Board of Education," the U.S., for one, found that separate but equal
education is not a reality.

Perhaps the Jewish community has found a way around this problem, but I
have not had much evidence of that; at every Jewish camp or school that
I've attended where shiurim were segregated, the boys received more
attention and respect in their studies.  Furthermore, there are one or
two starting women's kollels in existence currently, compared to dozens
of kollels for men.  Women are frequently taken less seriously than men
when they try to buy sefrei kodesh, also.  It is simply difficult to
motivate many women to learn when the underlying message is clear from
physical reality: "You can learn nowadays if you want, but remember that
you will never be called upon to give p'sak, or to lead a congregation."

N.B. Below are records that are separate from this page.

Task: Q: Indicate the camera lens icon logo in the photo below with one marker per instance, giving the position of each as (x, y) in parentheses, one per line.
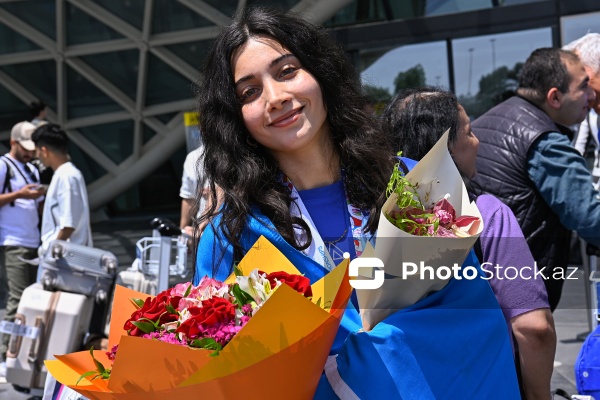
(366, 262)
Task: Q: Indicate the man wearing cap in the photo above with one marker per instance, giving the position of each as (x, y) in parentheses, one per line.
(20, 201)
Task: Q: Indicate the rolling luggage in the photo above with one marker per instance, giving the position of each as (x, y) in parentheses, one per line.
(162, 260)
(75, 268)
(46, 323)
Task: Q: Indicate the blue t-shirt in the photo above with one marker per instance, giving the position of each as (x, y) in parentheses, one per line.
(328, 209)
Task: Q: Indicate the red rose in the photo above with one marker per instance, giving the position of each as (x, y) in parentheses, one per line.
(214, 311)
(190, 327)
(299, 283)
(155, 310)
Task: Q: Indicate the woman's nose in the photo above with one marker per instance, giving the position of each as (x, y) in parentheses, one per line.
(275, 94)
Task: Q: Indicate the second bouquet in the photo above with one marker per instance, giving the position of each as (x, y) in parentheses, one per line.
(427, 227)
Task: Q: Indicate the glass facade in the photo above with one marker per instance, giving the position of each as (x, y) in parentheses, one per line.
(119, 76)
(365, 11)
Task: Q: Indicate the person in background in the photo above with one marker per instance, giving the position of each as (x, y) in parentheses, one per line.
(300, 160)
(20, 206)
(416, 119)
(66, 211)
(193, 186)
(38, 112)
(589, 132)
(587, 48)
(526, 160)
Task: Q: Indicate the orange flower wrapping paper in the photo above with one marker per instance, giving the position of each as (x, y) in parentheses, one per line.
(287, 342)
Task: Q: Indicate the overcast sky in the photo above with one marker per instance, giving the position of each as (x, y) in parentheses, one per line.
(503, 49)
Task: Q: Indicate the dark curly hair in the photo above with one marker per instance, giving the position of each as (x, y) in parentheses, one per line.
(544, 69)
(416, 118)
(247, 174)
(51, 136)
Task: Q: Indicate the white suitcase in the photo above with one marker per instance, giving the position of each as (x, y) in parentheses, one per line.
(46, 323)
(75, 268)
(138, 281)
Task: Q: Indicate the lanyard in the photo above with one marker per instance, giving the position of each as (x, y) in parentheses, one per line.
(317, 249)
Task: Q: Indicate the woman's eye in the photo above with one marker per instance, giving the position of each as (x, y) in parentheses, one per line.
(288, 71)
(247, 94)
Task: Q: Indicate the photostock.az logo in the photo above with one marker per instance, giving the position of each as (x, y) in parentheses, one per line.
(366, 262)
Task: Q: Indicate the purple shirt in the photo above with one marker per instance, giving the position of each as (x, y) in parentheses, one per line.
(508, 261)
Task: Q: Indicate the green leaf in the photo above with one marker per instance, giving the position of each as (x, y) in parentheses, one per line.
(170, 309)
(85, 375)
(146, 327)
(138, 302)
(241, 297)
(208, 344)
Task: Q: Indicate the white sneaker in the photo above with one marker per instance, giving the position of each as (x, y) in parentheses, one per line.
(3, 372)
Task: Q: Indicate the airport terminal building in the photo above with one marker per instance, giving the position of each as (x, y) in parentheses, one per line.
(118, 74)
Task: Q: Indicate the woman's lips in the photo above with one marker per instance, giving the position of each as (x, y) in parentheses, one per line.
(287, 119)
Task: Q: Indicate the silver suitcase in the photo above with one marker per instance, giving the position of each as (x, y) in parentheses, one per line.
(46, 323)
(75, 268)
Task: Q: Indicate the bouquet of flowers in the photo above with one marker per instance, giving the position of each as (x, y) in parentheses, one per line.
(217, 338)
(414, 216)
(427, 222)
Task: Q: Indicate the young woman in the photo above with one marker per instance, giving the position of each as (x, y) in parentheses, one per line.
(299, 160)
(416, 119)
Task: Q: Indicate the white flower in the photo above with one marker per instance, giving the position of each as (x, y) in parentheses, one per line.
(256, 285)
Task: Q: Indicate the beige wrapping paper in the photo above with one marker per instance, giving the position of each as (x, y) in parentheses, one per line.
(436, 176)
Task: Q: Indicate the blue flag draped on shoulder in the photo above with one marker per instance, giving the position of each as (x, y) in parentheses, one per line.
(453, 344)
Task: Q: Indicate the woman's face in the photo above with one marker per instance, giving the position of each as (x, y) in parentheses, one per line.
(282, 103)
(464, 149)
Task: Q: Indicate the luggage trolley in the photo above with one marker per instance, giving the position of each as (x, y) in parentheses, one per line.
(162, 259)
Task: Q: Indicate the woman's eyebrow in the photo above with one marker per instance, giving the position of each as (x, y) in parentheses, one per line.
(271, 65)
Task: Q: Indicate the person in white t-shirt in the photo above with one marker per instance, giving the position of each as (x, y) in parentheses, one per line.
(66, 213)
(20, 201)
(193, 179)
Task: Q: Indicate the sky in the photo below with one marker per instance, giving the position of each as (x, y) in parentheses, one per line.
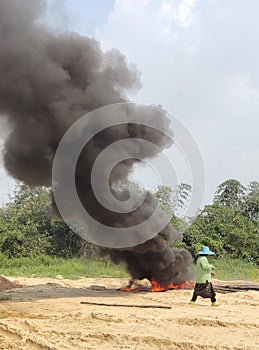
(199, 60)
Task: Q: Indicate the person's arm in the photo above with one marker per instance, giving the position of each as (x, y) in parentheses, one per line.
(205, 265)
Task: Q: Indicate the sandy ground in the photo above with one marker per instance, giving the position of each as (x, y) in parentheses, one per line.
(47, 314)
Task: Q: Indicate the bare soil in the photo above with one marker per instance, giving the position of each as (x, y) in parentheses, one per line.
(41, 313)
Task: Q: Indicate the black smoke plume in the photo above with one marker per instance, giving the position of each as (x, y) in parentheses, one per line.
(49, 81)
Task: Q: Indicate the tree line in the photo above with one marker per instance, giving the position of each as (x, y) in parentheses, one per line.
(230, 225)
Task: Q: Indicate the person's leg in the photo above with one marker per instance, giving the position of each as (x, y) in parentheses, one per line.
(194, 297)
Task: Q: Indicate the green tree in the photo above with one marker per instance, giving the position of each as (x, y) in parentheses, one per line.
(230, 194)
(28, 226)
(224, 230)
(172, 199)
(251, 201)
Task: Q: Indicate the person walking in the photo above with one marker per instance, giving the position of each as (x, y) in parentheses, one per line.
(203, 286)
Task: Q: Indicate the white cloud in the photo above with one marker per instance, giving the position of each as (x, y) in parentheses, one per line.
(199, 59)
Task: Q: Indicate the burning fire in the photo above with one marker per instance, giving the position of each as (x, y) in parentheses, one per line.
(156, 287)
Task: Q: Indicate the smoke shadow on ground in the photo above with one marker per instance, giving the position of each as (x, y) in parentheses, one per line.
(55, 290)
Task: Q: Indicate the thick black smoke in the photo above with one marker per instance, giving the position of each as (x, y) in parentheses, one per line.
(47, 83)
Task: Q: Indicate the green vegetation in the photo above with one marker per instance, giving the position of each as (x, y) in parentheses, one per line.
(47, 266)
(35, 242)
(73, 268)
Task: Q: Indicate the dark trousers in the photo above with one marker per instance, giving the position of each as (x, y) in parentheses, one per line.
(205, 290)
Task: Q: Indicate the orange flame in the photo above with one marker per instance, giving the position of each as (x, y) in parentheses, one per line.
(156, 287)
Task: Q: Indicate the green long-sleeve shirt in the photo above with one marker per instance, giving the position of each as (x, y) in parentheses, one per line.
(203, 270)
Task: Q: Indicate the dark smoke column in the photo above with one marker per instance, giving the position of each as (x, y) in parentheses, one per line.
(48, 83)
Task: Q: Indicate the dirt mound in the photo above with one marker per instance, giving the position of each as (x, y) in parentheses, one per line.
(6, 284)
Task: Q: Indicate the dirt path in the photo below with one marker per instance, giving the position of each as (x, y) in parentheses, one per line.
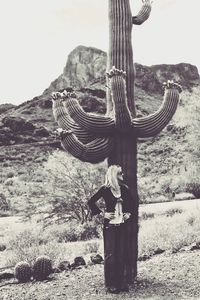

It's a bit like expecting the teachers or students in medical school to
take the studies seriously if they were told from the outset, "You will
never see a patient or be called upon for a professional opinion, but
feel free to learn the theory of medicine."  As always, there are women
who soar above the rest, and become learned for the pure sake of
knowledge.  I think, however, that it takes quite a person who is
willing to spend years of her life in studies that will not be respected
by many people simply because of an accident of birth.

I was not "bemoaning" any lack of advanced studies for those who require
them, but rather stating the simple fact that if women are denied the
highest 'degree' awarded in Judaica, that it is difficult to motivate
either students or teachers to offer top-notch education.  I do not mean
in any way to put down the efforts of those at institutions such as
Drisha and Midreshet Lindenbaum (Bravender's), which are doing a
terrific job getting women educated.  At Stern, however, I fear that the
focus is less on Jewish learning for its own sake.  This is certainly
the case in comparison with the men's rabbinical program at YU.